The table below gives approximate FLC values for common motor sizes as a quick sanity check — always confirm against the actual motor nameplate for final design.
| Motor Rating | Approx. FLC (A) |
|---|---|
| 5 HP (3.7 kW) | 7 A |
| 10 HP (7.5 kW) | 14 A |
| 20 HP (15 kW) | 27 A |
| 30 HP (22 kW) | 40 A |
| 50 HP (37 kW) | 65 A |
| 100 HP (75 kW) | 130 A |
Figures are indicative only, based on typical 88–92% efficiency induction motors. Actual FLC varies by manufacturer, motor design, and duty class — always confirm against the nameplate.
Content last reviewed: July 2026
Always prefer the nameplate FLC when it's available, since it reflects the actual tested performance of that specific motor design. Use this calculator to estimate FLC when the nameplate is missing, to cross-check a suspicious nameplate value, or when sizing a system before a specific motor model has been chosen.
The √3 (≈1.732) factor in the three-phase formula means the same power is delivered using less current per line compared to a single-phase motor at the same voltage, since three-phase power is spread across three conductors instead of two. This is one reason three-phase supply is preferred for larger motors — it allows smaller cable and switchgear for the same power.
A motor's nameplate power rating is its mechanical output (shaft) power, not the electrical power it draws from the supply. Since some input energy is always lost to winding resistance, friction, and core losses, the actual electrical input power is higher than the rated output — dividing by efficiency converts the rated output power to the real electrical input power used in the current formula.
Motors draw a brief inrush/starting current well above FLC, and real-world loads fluctuate slightly above rated conditions. A design margin of roughly 20–25% on top of FLC, consistent with common electrical code practice for continuous loads, keeps cables and protective devices from nuisance-tripping or overheating during normal operation.
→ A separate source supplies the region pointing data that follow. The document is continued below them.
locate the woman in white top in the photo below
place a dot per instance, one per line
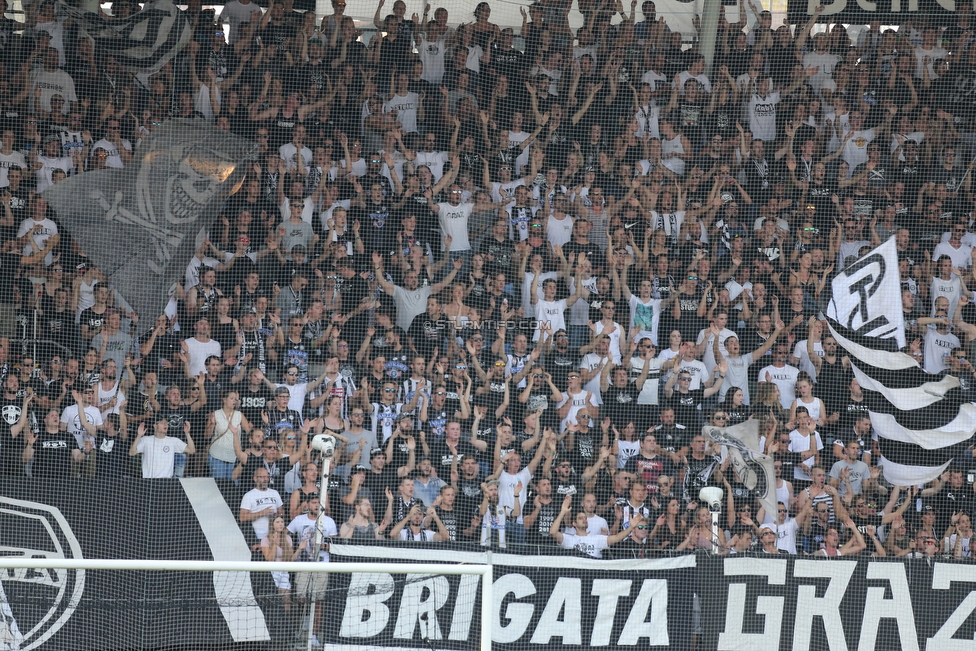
(277, 547)
(224, 433)
(675, 147)
(805, 398)
(608, 326)
(947, 283)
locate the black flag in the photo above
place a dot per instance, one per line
(139, 225)
(141, 43)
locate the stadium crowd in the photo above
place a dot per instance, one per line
(513, 282)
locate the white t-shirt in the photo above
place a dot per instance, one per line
(406, 107)
(709, 357)
(506, 489)
(235, 13)
(296, 400)
(48, 230)
(289, 153)
(434, 160)
(303, 527)
(591, 545)
(70, 418)
(158, 455)
(114, 159)
(256, 500)
(856, 149)
(785, 379)
(938, 347)
(762, 116)
(14, 159)
(801, 443)
(454, 222)
(645, 316)
(579, 401)
(552, 312)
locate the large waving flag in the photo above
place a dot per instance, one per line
(141, 225)
(752, 465)
(921, 420)
(141, 43)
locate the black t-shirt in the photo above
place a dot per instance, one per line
(378, 482)
(539, 534)
(253, 403)
(93, 320)
(279, 420)
(112, 454)
(52, 455)
(441, 456)
(11, 448)
(685, 407)
(619, 403)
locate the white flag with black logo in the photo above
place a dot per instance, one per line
(752, 465)
(921, 420)
(141, 43)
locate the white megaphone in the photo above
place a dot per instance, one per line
(712, 497)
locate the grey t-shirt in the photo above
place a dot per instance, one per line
(409, 304)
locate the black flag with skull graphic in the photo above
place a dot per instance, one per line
(142, 224)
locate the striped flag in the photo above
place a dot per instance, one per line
(142, 43)
(922, 420)
(753, 466)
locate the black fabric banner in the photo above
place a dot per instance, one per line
(861, 12)
(798, 604)
(551, 602)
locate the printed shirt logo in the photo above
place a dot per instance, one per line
(35, 604)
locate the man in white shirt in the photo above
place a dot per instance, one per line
(434, 160)
(237, 12)
(695, 71)
(297, 157)
(589, 544)
(200, 348)
(9, 157)
(311, 585)
(118, 151)
(159, 451)
(259, 505)
(52, 81)
(89, 423)
(782, 374)
(453, 216)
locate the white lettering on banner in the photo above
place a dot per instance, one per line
(366, 613)
(566, 598)
(609, 591)
(461, 620)
(826, 607)
(899, 608)
(518, 615)
(840, 5)
(771, 608)
(654, 597)
(942, 578)
(413, 607)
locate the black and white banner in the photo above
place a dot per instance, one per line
(805, 604)
(916, 415)
(142, 43)
(544, 602)
(861, 12)
(139, 225)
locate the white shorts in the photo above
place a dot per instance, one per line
(282, 580)
(311, 585)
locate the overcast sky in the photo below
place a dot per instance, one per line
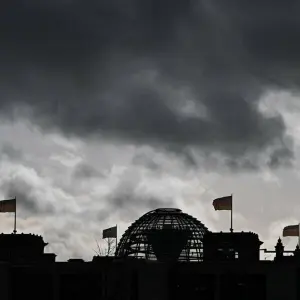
(109, 110)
Power factor correction capacitors reduce the reactive current drawn from the supply upstream of the correction point, lowering the total line current and apparent power (kVA) seen by the utility, but they don't change the current the motor itself draws internally at its own terminals. Use the APFC Capacitor Calculator to size correction capacitors for a given load.
As a rough field rule of thumb at 415V and 0.85 power factor, a 3-phase motor draws roughly 1.5–1.8 A per kW of rated output. For example, a 10 HP (7.5 kW) motor typically draws around 13–15 A, and a 20 HP (15 kW) motor draws around 26–30 A — see the reference table above for more sizes, or enter your exact motor rating in the calculator for a precise figure.